O'Connor's 2-iron heard across the world still resonates today

It was the moment that defined the golfing great and one that won't be forgotten

When Lemmy died last week, probably the best yarn about the old Motorhead rock god came from a music journalist who asked him once if he got bored playing The Ace Of Spades every night. "Why would I?" answered the great man. "It's f**king brilliant!"

Christy O’Connor jnr was more than just a two-iron swished to four feet at the Belfry in 1989 but it’s hard to think of a golfer more acutely defined by a single shot.

He won four European Tour tournaments, was back-to-back winner of the British Seniors Open and went on to design some of the cleverest golf course lay-outs in the country.
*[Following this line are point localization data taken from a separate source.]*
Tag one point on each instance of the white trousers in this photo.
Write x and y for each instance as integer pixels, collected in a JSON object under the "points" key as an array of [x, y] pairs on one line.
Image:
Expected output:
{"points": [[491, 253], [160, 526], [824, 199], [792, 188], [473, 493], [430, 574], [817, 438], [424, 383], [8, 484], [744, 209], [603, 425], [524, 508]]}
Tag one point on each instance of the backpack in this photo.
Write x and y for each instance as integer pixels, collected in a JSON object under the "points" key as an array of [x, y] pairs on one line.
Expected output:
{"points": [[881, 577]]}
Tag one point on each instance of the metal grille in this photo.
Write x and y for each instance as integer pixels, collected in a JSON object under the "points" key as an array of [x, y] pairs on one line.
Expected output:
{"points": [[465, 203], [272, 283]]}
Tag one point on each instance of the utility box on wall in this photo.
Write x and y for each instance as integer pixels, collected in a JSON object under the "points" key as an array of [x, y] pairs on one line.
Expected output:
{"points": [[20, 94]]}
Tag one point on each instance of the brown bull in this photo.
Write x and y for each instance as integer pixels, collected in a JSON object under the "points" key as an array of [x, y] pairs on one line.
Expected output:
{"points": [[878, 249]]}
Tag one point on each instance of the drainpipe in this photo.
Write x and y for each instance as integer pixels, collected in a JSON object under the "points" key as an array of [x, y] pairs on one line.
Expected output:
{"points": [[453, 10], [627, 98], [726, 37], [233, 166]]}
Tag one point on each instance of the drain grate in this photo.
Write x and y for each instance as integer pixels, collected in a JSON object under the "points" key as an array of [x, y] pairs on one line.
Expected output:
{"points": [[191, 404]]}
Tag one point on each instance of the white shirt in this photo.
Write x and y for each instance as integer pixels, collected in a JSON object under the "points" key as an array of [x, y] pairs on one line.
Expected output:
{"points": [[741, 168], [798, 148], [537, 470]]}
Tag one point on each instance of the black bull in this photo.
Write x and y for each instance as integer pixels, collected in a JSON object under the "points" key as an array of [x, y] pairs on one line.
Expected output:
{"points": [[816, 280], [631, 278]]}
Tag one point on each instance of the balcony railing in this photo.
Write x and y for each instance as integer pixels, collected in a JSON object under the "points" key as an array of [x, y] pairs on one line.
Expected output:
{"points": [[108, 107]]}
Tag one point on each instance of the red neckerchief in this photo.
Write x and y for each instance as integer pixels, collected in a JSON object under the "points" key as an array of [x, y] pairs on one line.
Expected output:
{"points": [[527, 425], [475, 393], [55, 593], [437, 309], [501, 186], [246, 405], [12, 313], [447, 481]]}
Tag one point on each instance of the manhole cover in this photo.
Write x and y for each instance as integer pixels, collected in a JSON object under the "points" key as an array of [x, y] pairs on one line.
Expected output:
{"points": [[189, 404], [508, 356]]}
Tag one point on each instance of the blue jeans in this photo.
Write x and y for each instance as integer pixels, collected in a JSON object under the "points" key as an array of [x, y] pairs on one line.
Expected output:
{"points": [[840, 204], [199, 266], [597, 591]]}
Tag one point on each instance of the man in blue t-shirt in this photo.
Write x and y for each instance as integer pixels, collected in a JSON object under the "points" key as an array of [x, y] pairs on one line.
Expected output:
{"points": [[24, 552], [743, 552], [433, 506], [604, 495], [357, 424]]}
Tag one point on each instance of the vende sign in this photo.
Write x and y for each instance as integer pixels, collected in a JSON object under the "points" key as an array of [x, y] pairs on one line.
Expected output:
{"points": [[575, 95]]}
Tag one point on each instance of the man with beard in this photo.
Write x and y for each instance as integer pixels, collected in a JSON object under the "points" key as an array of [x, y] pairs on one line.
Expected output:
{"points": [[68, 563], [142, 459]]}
But close your eyes and picture him and the figure that comes to mind is always the same – head raised to the sky, arms outstretched, white cloth cap, white glove and putter in one hand, the other one opened to the heavens in clear and obvious thanks for what had just occurred.


Christy might not have had quite Lemmy’s zeal for reliving and rehashing his finest hour, although the amount of times that two-iron (or “that two-iron”) was auctioned for charity over the years tells you just what sort of staying power he knew it had.

But everything in life has its context and you need to go a bit deeper than the simple excellence of the shot to realise why it has resonated so down the years.

Streaks of genius

Christy O’Connor Jnr was a journeyman at a time when journeyman golfers was about the best Ireland could hope for. There hadn’t been a great Irish golfer since his uncle Christy snr and there wouldn’t be another until Pádraig Harrington and

Darren Clarke

came along. He was what we had and we were happy with our lot.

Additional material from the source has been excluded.